If I buy from within EU it is the vendors responsibility to collect the VAT,
if I buy outside EU the shipping company will take it through customs and collect at delivery (unless it slips by customs with sometimes happens from China, in my experience never from the US)
On direct imports, who pays the VAT? The end-user?
if I order something from China I pay the VAT
If a distributor buys Chinese stuff cheap, and resells in Europe, how
is the VAT handled?
they pay VAT on import
I always thought the idea of VAT was silly, punishing people for
creating value.
or alternatively only taxing those that actually make money
Is there VAT on services?
yes, there is VAT on almost everything
California has no sales tax on services, which is probably because
lawyers write the laws. If my car gets repaired, the parts are taxed
but the labor isn't.
We don't pay state sales tax on things that are "for resale", like
parts or subassemblies, and there is no Federal sales tax for us. Most
of our customers are also exempt from sales tax.

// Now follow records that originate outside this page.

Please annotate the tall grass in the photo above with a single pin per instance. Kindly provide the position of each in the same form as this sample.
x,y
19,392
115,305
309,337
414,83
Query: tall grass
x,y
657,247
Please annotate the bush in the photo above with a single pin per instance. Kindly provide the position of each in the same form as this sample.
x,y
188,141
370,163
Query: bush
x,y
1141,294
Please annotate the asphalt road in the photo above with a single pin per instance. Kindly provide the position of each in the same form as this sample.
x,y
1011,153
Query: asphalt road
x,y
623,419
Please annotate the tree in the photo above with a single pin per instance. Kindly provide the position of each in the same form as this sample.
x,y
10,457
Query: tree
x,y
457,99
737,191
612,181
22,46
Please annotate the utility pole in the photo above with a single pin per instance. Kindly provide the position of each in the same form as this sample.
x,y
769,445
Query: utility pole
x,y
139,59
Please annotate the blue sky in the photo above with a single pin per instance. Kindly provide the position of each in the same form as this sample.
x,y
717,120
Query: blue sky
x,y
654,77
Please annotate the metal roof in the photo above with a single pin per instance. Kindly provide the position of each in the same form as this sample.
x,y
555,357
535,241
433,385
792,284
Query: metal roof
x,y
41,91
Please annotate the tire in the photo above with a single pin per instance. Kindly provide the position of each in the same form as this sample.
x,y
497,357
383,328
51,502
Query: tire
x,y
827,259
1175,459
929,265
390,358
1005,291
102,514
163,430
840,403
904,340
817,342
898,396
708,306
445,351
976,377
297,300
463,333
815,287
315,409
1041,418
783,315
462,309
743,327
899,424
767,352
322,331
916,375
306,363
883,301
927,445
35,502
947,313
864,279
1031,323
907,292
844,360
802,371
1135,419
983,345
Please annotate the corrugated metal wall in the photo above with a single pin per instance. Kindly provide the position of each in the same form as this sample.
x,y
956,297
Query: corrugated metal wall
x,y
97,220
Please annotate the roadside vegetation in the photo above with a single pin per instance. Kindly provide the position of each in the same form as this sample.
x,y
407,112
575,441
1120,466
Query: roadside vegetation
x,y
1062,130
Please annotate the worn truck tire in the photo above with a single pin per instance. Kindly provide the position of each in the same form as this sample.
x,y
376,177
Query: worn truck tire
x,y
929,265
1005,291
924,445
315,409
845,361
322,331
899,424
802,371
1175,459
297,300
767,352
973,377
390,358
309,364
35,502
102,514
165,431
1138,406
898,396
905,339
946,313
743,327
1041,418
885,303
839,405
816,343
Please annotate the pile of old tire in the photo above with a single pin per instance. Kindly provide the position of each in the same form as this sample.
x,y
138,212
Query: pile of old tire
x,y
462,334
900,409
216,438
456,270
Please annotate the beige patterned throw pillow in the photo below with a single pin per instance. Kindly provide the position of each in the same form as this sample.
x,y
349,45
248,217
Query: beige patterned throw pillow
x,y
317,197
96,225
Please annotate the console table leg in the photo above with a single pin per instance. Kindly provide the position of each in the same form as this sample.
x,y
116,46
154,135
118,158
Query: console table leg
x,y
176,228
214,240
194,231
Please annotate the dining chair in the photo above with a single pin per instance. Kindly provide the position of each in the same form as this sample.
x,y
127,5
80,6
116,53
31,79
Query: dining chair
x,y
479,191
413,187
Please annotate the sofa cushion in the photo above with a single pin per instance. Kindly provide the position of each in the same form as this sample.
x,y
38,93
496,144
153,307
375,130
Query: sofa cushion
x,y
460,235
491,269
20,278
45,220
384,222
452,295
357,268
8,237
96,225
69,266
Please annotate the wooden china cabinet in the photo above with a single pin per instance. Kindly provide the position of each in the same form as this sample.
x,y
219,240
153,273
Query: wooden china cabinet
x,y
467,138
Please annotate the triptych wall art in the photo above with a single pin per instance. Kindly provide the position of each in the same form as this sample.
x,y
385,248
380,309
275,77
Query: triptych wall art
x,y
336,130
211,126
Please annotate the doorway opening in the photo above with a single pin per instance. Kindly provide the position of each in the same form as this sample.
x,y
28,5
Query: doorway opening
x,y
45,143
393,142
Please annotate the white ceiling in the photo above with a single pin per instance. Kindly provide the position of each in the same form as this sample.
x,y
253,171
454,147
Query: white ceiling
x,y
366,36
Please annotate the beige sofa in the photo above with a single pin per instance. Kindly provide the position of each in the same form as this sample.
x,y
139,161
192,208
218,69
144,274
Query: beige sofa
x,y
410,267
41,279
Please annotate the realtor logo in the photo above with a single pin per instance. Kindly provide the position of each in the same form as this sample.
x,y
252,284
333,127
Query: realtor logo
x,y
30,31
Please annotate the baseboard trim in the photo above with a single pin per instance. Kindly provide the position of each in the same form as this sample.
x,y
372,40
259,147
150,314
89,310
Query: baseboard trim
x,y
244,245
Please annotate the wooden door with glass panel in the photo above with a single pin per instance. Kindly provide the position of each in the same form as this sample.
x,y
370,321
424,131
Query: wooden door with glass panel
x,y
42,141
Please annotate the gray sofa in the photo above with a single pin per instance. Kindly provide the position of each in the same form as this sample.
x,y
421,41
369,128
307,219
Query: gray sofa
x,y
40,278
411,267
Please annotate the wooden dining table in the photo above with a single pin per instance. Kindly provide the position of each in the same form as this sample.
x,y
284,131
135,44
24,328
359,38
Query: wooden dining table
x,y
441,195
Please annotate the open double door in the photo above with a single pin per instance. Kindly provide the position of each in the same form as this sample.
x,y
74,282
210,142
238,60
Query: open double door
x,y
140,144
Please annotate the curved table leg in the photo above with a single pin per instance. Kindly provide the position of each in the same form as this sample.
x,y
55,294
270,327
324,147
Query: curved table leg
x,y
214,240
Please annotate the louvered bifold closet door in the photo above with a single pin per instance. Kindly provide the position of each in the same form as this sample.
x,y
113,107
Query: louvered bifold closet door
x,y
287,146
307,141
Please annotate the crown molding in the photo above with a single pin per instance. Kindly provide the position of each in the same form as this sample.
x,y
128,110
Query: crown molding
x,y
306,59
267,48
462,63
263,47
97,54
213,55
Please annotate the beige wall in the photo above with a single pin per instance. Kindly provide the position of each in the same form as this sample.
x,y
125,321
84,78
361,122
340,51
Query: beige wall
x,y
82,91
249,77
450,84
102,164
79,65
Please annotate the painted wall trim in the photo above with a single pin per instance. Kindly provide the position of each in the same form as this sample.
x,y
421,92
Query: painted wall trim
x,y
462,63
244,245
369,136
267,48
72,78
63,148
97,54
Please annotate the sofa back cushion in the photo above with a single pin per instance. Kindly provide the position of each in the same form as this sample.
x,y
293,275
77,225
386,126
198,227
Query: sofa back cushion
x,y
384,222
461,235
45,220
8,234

same for VAT, a company get the VAT back on stuff they buy and collect
VAT on stuff they sell
One thing I like about sales tax as a source of government revenue is
that imports get taxed at the same rate as domestic production.
Chinese companies don't pay all the many taxes that US ones do.
And I like that it's in plain sight at the point of sales, instead of
hidden like VAT. Prices for stuff here are usually shown pre-tax, and
the taxes are added on at time of sale.
Lots of things don't have sales tax. Food, houses, stuff like that.
A rose by any other name. Maryland doesn't have a sales tax on autos. But they charge a 6% tax when registering it. Every state I know of has taxes on real estate. They may not call it "sales tax", but who cares? In most places houses have a rather significant tax when buying them.
I've _never_ paid a "significant" tax when buying a house. A couple
of hundred bucks, maybe, but nothing like even 1%. Of course, I've
had to pay property taxes into escrow, or reimburse the seller for
property taxes paid.
Same here, though there now is a millionaire's tax on homes that sell
for $1 mil plus, 1% of the sale price, not just the amount over $1 mil.
But it affects on a small number of sales.